Le design est, pour moi, un processus créatif qui permet de répondre à un besoin ou un problème par une narration. Construire une narration, un projet de vie, une ligne directrice avec le détenu, c’est ce qui manque dans la réinsertion. C’est dans ce sens que j’ai voulu intervenir en tant que designer. Lorsque j’ai discuté avec les différents acteurs de la réinsertion, notamment les Service pénitentiaire d’insertion et probation (SPIP), il est ressorti clairement que le fait de ne pas parler le français est le premier frein dans le parcours de réinsertion. Sans la maîtrise de la langue, la vie quotidienne à la sortie est encore plus compliquée, que ce soit pour trouver un emploi, un appartement, ou autre. L’illettrisme est déclaré par 11 % des personnes détenues, mais en réalité elles sont beaucoup plus nombreuses à en souffrir. Les démarches administratives en prison se font uniquement à l’écrit.
Lorsqu’une personne illettrée arrive en prison, il est complétement incohérent de lui proposer un parcours de réinsertion qui ne prenne pas en charge l’illettrisme. Il faudrait adapter les supports, ce qui demande énormément de temps et de travail, et n’est pas forcément possible dans le système actuel. J’ai décidé de travailler sur cet obstacle à la réinsertion, dans le cadre du soutien scolaire de français langue étrangère. Le soutien scolaire peut être proposé en complément du cours d’un professeur, afin de travailler un point en particulier, comme le vocabulaire ou l’utilisation du futur. Ce dispositif de l’association Rebond a démarré dans la maison d’arrêt de la Santé et s’exporte dans d’autres établissements français. Différents cours sont proposés : l’anglais, le chinois, le français, l’éducation civique, l’art plastique…
Je n’étais pas satisfait des outils proposés aux détenus pour lutter contre l’illettrisme, que j’ai souvent trouvés infantilisants ou inadapté à la diversité des profils rencontrés. J’ai souhaité proposer un exercice qui prenne en compte leur individualité. Comprendre qui est le détenu, qui il veut être et ce qu’il veut faire est clé dans un parcours de réinsertion. Ma problématique était : comment concevoir des nouveaux outils d’apprentissage prenant en compte la diversité des niveaux, la personnalité, et l’individualité des détenus apprenants ?

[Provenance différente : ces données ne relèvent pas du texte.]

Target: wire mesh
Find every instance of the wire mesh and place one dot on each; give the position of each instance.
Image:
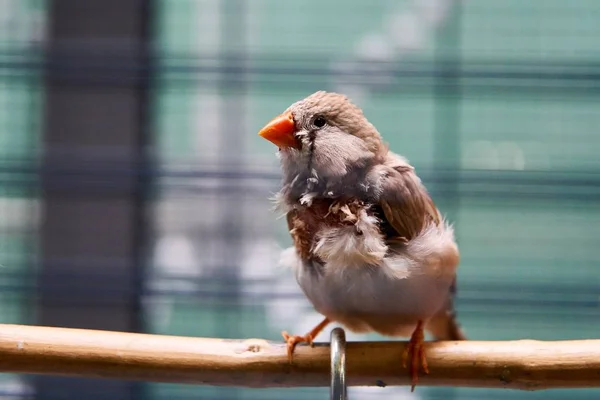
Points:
(494, 102)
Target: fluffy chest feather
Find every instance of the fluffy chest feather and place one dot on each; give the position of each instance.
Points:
(355, 273)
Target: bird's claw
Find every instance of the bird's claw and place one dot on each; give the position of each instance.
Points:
(416, 348)
(293, 340)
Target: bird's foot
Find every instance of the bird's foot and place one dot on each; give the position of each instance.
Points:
(293, 340)
(417, 355)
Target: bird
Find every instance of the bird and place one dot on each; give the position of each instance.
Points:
(371, 251)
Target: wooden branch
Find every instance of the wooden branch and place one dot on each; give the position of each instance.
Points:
(523, 364)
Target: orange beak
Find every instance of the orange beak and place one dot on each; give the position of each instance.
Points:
(280, 131)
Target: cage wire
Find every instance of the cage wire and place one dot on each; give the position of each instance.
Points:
(494, 102)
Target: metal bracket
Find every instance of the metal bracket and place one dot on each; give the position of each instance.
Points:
(338, 364)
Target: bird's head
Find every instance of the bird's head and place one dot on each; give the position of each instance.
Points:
(323, 139)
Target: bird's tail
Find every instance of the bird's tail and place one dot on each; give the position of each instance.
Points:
(444, 325)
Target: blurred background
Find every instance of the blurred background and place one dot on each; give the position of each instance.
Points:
(134, 188)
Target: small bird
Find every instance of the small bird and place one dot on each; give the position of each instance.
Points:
(371, 250)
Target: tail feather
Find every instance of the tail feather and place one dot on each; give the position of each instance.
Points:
(444, 325)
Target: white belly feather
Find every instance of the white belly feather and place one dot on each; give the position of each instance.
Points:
(361, 278)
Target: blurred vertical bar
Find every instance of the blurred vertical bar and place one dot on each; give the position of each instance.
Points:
(448, 103)
(95, 139)
(231, 155)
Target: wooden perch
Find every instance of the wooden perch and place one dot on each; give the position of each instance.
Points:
(523, 364)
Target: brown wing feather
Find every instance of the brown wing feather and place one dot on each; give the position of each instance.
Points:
(406, 204)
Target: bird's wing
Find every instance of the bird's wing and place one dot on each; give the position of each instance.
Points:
(404, 201)
(407, 208)
(444, 325)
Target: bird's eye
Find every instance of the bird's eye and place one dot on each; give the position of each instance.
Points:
(319, 122)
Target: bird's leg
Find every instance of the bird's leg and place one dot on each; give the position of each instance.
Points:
(417, 351)
(293, 340)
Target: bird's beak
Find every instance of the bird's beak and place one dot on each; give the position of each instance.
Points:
(280, 131)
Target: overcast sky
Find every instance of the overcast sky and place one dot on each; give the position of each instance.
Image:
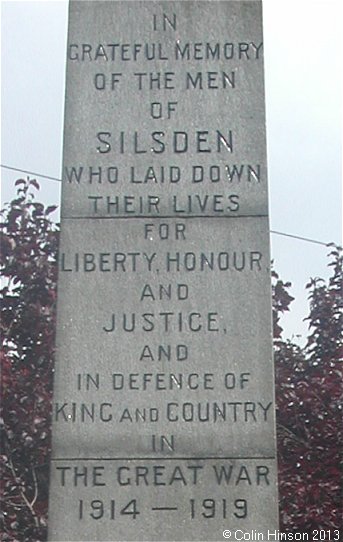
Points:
(303, 71)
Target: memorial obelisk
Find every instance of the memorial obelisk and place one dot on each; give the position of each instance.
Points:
(163, 409)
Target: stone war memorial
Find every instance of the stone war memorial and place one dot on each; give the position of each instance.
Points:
(163, 409)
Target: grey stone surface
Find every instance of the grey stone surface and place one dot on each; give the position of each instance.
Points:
(163, 410)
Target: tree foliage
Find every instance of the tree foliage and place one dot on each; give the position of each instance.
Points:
(28, 295)
(308, 381)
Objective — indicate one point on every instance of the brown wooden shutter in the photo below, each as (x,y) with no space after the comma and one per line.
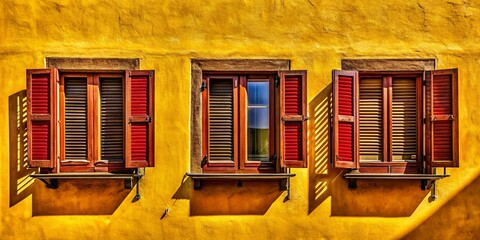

J’ai imaginé, avec les détenus, des objets visant à la fois à leur permettre de s’exercer à s’exprimer en français, mais aussi à construire l’après prison. Le but était de construire une projection grâce à des supports d’apprentissage très simples, comme des cartes-images et un cadre à dessin, pour travailler le vocabulaire. Tout a été réfléchi avec les détenus. Au départ, j’avais proposé des cartes images en format portrait, et les détenus m’ont dit qu’ils préféraient les cartes en paysage. Ils m’ont demandé certaines images, par exemple une qui représente l’espace. Il fallait également outiller la personne qui intervient pour mettre en place l’exercice, avec des notices, une méthode pédagogique. Elle doit pouvoir s’approprier le matériel et l’adapter au profil de chaque apprenant. Le dispositif doit être adaptable en fonction des situations et des personnalités.
Un des détenus, Arthur, ne parlait que anglais. J’ai commencé à lui montrer des cartes-images, et je lui ai demandé d’en choisir deux. Il a choisi une carte avec un mécanicien et une carte avec un pêcheur. Quand je lui ai demandé pourquoi, il m’a directement dit “Ça, c’est mon passé, ça c’est mon futur”. Le passé, c’était le mécanicien et le pêcheur, c’était le futur. Il a expliqué qu’il avait été mécanicien dans une usine automobile. Il avait choisi le pêcheur parce qu’il souhaite ouvrir un élevage de poissons aux Philippines. Il était important pour moi d’arriver à comprendre ça de cette personne. Lors de la deuxième séance, je suis arrivé avec un cadre à dessin : un objet vraiment très simple, constitué d’une plaque pleine et l’autre qui est un cadre à l’intérieur duquel on peut dessiner. Arthur a dessiné l’élevage de poissons, il l’a encadré, on l’a affiché au tableau. Directement et instinctivement, il est venu et a décrit son dessin aux autres détenus, en français. L’exercice a très bien fonctionné pour lui. Sans que je demande, il a réussi à parler en français d’un projet qu’il veut mettre en place. Un dialogue s’est créé entre lui et les autres détenus participant au cours, qui lui ont posé des questions. C’était gagnant pour moi, et pour lui aussi. Les dessins pouvaient lui servir à lui, mais aussi aux SPIP, car il avait réussi à mettre sur le papier et parler, en français et de lui-même, d’un projet de vie après la prison.